Some people might consider mucus an icky bodily secretion best left wrapped in a tissue but, to a group of researchers from the University of North Carolina at Chapel Hill, mucus is an endlessly fascinating subject. The team has developed a way to use gold nanoparticles and light to measure the stickiness of the slimy substance that lines our airways. The new method could help doctors to better monitor and treat lung diseases such as cystic fibrosis and chronic obstructive pulmonary disease (COPD).
The research team will present their work at The Optical Society’s (OSA) 98th Annual Meeting, Frontiers in Optics (FiO) 2014, being held on 19-23 October at the JW Marriott Tucson Starr Pass Resort in Tucson, Arizona (US).
According to Amy Oldenburg, a physicist at the University of North Carolina at Chapel Hill whose research focuses on biomedical imaging systems, people who suffer from certain lung diseases have thickened mucus. Healthy adults have hair-like cell appendages called cilia that line the airways and pull mucus out of the lungs and into the throat. But if the mucus is too thick it can become trapped in the lungs, making breathing more difficult and failing to remove the pathogens that can cause chronic infections.
Doctors can prescribe mucus-thinning drugs but have no good way to monitor how the drugs affect the thickness of the mucus in various places inside the body. This is where Oldenburg and her colleagues’ work may help.
This image, captured by the UNC team, shows gold nanorods diffusing into a layer of mucus. The speckles in the top part of the image are due to rapid light intensity fluctuations caused by the gold nanorods as they move through the mucus. The black layer underneath is human lung cells and the lack of green speckle shows that the nanorods have not penetrated the cells. The lines of solid color are the membrane. Credit: Amy Oldenburg, et al/UNC
The researchers placed coated gold nanorods on the surface of mucus samples and then tracked the rods’ diffusion into the mucus by illuminating the samples with laser light and analysing the way the light bounced off the nanoparticles.

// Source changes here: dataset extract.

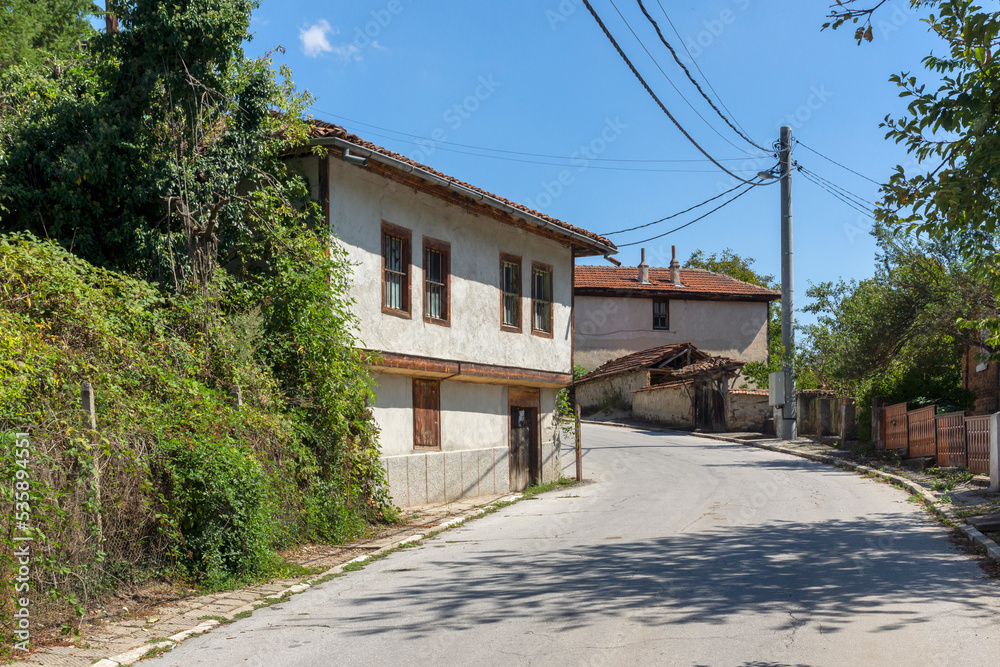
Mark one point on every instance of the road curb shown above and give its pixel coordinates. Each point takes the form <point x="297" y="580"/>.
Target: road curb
<point x="136" y="654"/>
<point x="931" y="500"/>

The slower the nanorods diffused, the thicker the mucus was. The team found this imaging method worked even when the mucus was sliding over a layer of cells, an important finding since mucus inside the human body is usually in motion.
According to Oldenburg, monitoring how well mucus-thinning treatments are working in real-time may enable us to choose better treatments and tailor them to the individual.
It will likely take five to 10 more years before the team’s mucus-measuring method is tested on human patients, Oldenburg said. Gold is non-toxic but for safety reasons the researchers would want to ensure that the gold nanorods would eventually be cleared from a patient’s system.
According to Nozomi Nishimura, of Cornell University and one of the FiO subcommittee chairs, this is an example of interdisciplinary work in which optical scientists can meet a specific need in the clinic. As these types of optical technologies continue to make their way into medical practice, both patient care and the market for the technology will improve.
The team is also working on several lines of ongoing study that will someday help to bring their monitoring device to the clinic. They are developing delivery methods for the gold nanorods, studying how their imaging system might be adapted to enter a patient’s airways and further investigating how mucus flow properties differ throughout the body.
Presentation FTu5F.2, “Imaging Gold Nanorod Diffusion in Mucus Using Polarization Sensitive OCT,” takes place Tuesday, 21 October at 4:15 p.m. Mountain Standard Time (MST) in the Tucson Ballroom, Salon A at the JW Marriott Tucson Starr Pass Resort.